Respiratory Therapy - History of Respiratory Care

History of Respiratory Care

The profession of respiratory care was officially established over 60 years ago; and respiratory research has officially existed since the early 1900s. During the early years, respiratory therapists were referred to as "oxygen technicians", and most of their activities involved moving cylinders of compressed gas and administering oxygen via nasal catheter or oxygen tent. Most oxygen technicians were trained on the job, although brief training programs began to appear in the late 1940s and 1950s.

Today the profession hardly resembles what it was in the 1940s. Respiratory Therapists provide direct care, patient education, and care coordination. They are academically trained in respiratory nursing and respiratory medicine. They practice in acute care facilities, long-term acute care facilities, skilled nursing facilities, assisted-living centers, subacute care units, rehabilitation centers, diagnostics units, and in the home. respiratory therapist training has also dramatically changed. Current accreditation standards require respiratory therapists to have, at minimum, an Associate of Science in Respiratory Care degree from an accredited program. Legal requirements to practice respiratory therapy have also dramatically changed. 49 states now legally recognize respiratory therapists. Limited permits or state licenses are now required in all states except Alaska, which has no statutory authority over the practice of respiratory care. Most states that have a licensure requirement also require continuing education.

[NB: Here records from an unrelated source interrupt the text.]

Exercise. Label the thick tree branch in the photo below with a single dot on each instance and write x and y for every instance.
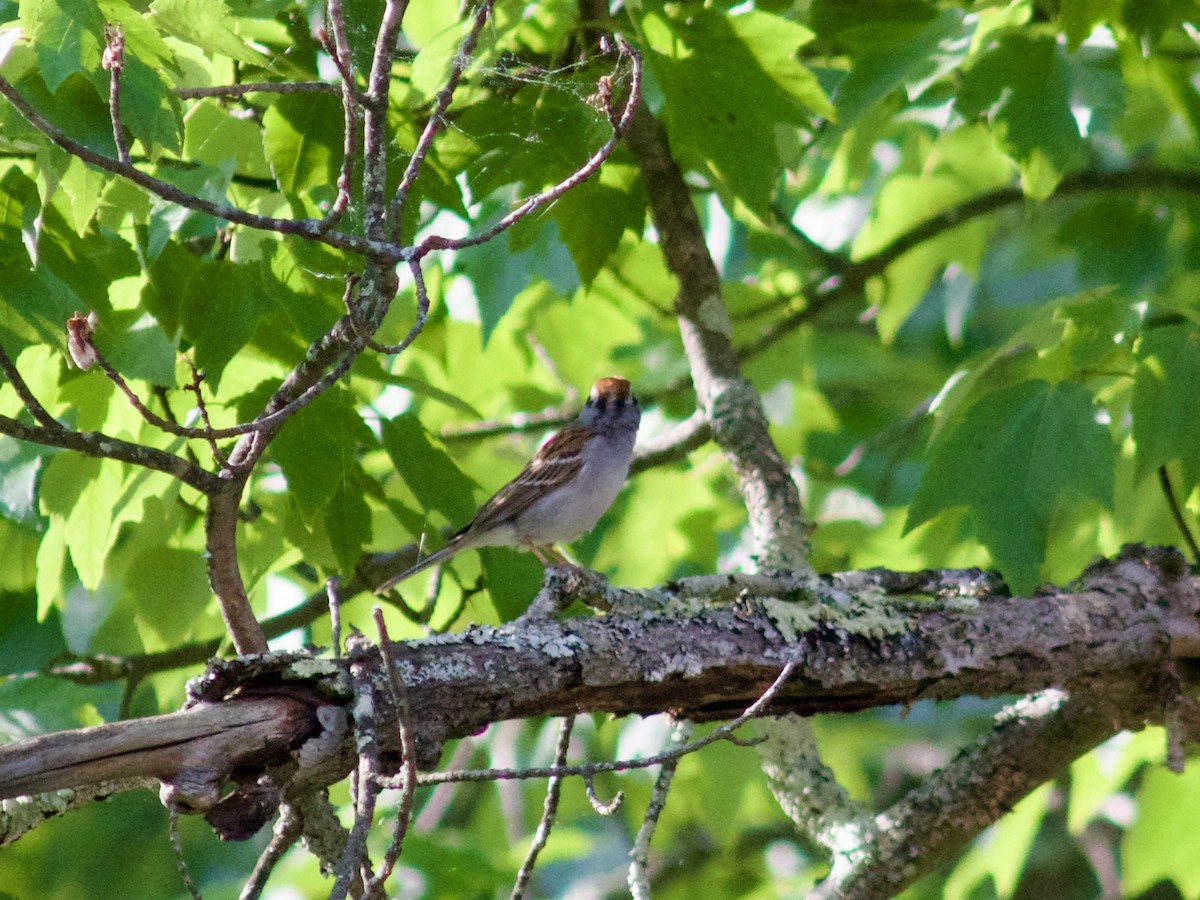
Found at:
(1032, 742)
(730, 403)
(1133, 615)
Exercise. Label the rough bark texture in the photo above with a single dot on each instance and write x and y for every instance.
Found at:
(1125, 619)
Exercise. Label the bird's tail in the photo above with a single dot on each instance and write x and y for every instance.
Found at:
(448, 551)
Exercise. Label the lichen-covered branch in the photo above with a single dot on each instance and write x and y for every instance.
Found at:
(659, 652)
(1032, 742)
(730, 403)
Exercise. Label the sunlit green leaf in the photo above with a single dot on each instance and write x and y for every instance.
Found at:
(1018, 455)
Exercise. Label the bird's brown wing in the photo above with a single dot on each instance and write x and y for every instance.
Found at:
(557, 462)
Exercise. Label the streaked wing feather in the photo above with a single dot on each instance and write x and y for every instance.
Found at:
(558, 461)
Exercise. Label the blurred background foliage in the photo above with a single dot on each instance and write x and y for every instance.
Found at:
(1003, 393)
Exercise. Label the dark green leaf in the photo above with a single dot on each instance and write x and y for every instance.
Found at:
(348, 522)
(1019, 454)
(427, 471)
(169, 589)
(66, 34)
(303, 141)
(1024, 87)
(1165, 401)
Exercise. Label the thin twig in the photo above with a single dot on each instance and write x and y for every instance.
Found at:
(177, 845)
(604, 808)
(408, 751)
(552, 193)
(1164, 479)
(333, 588)
(723, 732)
(365, 780)
(94, 443)
(114, 61)
(195, 388)
(423, 311)
(240, 90)
(437, 117)
(311, 228)
(340, 52)
(375, 123)
(27, 396)
(549, 811)
(287, 832)
(640, 853)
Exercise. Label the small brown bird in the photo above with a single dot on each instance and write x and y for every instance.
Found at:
(564, 490)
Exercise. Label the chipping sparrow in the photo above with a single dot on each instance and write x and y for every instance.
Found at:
(564, 490)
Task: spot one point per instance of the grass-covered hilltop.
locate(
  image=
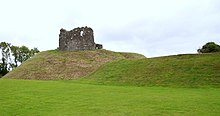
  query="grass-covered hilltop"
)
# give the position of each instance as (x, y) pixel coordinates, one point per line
(103, 67)
(59, 65)
(106, 83)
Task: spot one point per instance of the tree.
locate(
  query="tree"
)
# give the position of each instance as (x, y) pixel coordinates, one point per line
(12, 56)
(209, 47)
(5, 52)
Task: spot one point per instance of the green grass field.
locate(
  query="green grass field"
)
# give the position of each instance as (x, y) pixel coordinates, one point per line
(112, 83)
(32, 97)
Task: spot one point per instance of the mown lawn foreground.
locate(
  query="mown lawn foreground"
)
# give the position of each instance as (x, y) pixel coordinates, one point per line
(31, 97)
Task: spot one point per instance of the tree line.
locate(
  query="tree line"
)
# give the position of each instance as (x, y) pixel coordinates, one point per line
(12, 56)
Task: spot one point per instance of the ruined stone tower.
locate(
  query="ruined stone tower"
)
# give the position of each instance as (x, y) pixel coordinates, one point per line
(77, 39)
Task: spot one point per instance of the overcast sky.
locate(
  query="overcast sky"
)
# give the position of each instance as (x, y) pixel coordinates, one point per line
(150, 27)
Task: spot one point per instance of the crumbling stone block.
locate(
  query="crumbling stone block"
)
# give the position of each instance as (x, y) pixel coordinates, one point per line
(77, 39)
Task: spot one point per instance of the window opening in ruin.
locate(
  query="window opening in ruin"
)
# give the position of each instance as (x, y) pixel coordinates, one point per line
(81, 33)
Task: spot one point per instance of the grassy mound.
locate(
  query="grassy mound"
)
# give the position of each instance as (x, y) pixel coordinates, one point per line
(180, 70)
(56, 65)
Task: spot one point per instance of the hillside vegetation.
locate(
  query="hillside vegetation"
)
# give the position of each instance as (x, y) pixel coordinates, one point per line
(57, 65)
(179, 70)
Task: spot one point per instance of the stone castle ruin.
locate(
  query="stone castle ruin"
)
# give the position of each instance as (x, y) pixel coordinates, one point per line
(77, 39)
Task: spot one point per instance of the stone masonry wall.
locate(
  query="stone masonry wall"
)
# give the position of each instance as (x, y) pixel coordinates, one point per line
(77, 39)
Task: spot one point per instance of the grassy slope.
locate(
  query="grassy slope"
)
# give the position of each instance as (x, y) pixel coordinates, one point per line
(180, 70)
(31, 97)
(55, 65)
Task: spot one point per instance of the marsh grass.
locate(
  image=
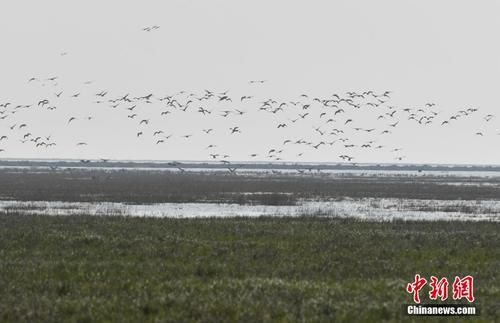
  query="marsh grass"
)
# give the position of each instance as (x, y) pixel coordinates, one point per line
(273, 269)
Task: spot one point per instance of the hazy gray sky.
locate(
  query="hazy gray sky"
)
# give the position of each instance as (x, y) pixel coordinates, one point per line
(444, 52)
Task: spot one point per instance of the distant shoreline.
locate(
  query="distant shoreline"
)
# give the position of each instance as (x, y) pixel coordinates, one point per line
(249, 165)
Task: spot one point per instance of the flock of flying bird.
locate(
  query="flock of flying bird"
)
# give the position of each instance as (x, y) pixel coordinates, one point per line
(308, 123)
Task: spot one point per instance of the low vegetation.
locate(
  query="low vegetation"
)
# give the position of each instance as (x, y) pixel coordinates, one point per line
(307, 269)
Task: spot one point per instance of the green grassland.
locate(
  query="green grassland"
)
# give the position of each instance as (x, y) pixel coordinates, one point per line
(308, 269)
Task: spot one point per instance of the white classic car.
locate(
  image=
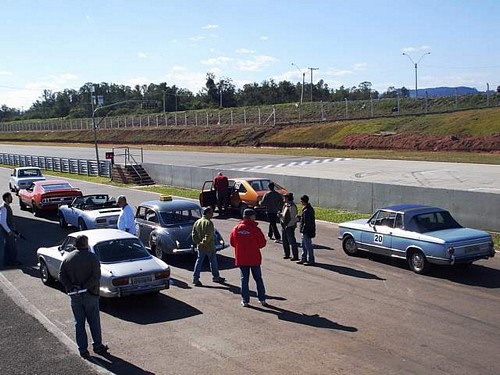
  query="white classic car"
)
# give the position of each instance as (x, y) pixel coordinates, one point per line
(90, 212)
(127, 268)
(23, 177)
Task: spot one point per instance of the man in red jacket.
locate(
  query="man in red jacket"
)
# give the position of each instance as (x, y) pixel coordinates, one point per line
(247, 240)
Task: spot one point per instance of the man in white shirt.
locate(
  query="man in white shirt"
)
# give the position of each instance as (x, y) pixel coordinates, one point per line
(126, 220)
(8, 230)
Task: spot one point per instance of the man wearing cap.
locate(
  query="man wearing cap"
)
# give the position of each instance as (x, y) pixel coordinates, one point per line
(221, 186)
(308, 232)
(126, 219)
(288, 218)
(247, 240)
(273, 201)
(203, 236)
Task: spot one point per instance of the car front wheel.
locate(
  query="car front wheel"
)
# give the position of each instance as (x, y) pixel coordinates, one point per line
(349, 245)
(47, 279)
(62, 220)
(417, 261)
(81, 224)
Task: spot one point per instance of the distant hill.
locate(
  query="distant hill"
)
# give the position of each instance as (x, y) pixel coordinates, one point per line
(435, 92)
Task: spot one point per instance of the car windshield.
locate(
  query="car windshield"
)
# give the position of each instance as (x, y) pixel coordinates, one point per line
(50, 187)
(262, 185)
(433, 221)
(180, 216)
(30, 173)
(120, 250)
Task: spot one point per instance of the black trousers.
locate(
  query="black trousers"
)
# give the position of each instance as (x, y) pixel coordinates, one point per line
(273, 226)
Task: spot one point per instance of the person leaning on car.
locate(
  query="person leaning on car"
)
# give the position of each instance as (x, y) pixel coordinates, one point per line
(8, 231)
(80, 274)
(126, 220)
(288, 218)
(273, 201)
(203, 236)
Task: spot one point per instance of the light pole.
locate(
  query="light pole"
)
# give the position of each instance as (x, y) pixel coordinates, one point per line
(311, 69)
(303, 81)
(416, 68)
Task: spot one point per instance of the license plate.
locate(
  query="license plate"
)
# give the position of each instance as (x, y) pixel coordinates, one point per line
(472, 249)
(142, 279)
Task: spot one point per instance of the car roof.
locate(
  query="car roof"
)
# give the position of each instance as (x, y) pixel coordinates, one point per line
(23, 168)
(99, 235)
(412, 208)
(51, 182)
(174, 204)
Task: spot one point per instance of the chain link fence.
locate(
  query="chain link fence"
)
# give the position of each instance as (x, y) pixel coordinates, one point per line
(282, 114)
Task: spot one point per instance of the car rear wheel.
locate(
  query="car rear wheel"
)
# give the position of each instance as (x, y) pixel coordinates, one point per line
(22, 206)
(62, 220)
(417, 261)
(349, 245)
(81, 224)
(47, 279)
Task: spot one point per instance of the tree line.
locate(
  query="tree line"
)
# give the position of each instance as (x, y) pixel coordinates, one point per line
(152, 98)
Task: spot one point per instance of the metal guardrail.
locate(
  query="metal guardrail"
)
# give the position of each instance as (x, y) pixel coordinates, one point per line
(57, 164)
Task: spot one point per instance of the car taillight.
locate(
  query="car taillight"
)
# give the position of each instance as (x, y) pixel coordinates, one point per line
(163, 274)
(120, 281)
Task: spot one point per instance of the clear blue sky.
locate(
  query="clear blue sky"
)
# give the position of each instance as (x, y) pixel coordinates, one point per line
(58, 44)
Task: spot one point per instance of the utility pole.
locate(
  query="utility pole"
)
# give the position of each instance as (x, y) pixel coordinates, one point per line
(311, 69)
(303, 82)
(416, 67)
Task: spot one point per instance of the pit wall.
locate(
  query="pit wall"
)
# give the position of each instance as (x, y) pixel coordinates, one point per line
(472, 209)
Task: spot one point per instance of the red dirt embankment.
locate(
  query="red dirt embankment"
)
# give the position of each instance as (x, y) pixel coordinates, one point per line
(414, 141)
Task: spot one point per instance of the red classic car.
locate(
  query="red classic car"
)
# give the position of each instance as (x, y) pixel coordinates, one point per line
(47, 195)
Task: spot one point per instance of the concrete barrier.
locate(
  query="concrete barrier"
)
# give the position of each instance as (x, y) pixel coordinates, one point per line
(471, 209)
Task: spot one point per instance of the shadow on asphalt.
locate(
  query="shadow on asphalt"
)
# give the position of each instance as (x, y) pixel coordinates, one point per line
(348, 271)
(309, 320)
(473, 275)
(148, 309)
(118, 366)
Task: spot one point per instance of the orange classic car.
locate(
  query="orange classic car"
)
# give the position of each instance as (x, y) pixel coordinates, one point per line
(47, 195)
(246, 192)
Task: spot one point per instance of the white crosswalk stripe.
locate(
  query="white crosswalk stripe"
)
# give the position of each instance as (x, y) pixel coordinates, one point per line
(291, 164)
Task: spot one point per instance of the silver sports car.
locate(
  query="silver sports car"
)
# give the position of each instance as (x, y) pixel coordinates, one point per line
(90, 212)
(127, 268)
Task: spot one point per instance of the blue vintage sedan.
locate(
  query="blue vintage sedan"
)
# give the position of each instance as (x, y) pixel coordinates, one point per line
(420, 234)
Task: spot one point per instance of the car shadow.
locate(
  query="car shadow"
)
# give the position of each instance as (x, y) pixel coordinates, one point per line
(148, 309)
(348, 271)
(117, 365)
(314, 320)
(187, 262)
(473, 275)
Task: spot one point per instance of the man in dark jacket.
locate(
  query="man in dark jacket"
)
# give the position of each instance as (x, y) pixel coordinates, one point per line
(273, 201)
(308, 232)
(247, 240)
(80, 274)
(8, 230)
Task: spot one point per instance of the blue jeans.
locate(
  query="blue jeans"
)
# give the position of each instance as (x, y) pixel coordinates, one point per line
(307, 249)
(257, 276)
(289, 241)
(214, 267)
(86, 307)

In 2007 the American Association for Respiratory Care (AARC) began developing recommendations for the promotion of the field of respiratory care in the United States in response to increased concern regarding licensure and credentialing issues as well as international recognition of those practicing in the United States. The task force decided to recommend that by 2015 the minimum education requirement for licensure and certification as a respiratory therapist be a bachelor of science in respiratory therapy (BSRT). The AARC task force also recommended the American Respiratory Care Foundation change its scholarship policies and only award assistance and grants to those working toward a bachelors degree. The Committee on Accreditation for Respiratory Care (CoARC) was asked by the AARC task force to change its accreditation standards and no longer accredit associates level respiratory care programs. The CoARC replied by a press release rejecting the recommendation. In 2011 legislation introduced by the AARC will help improve the use of respiratory therapists in clinical applications by allowing them to manage patients suffering from asthma and COPD seeing a clinic for routine checkups. Similar bills have been introduced before and have died in committee.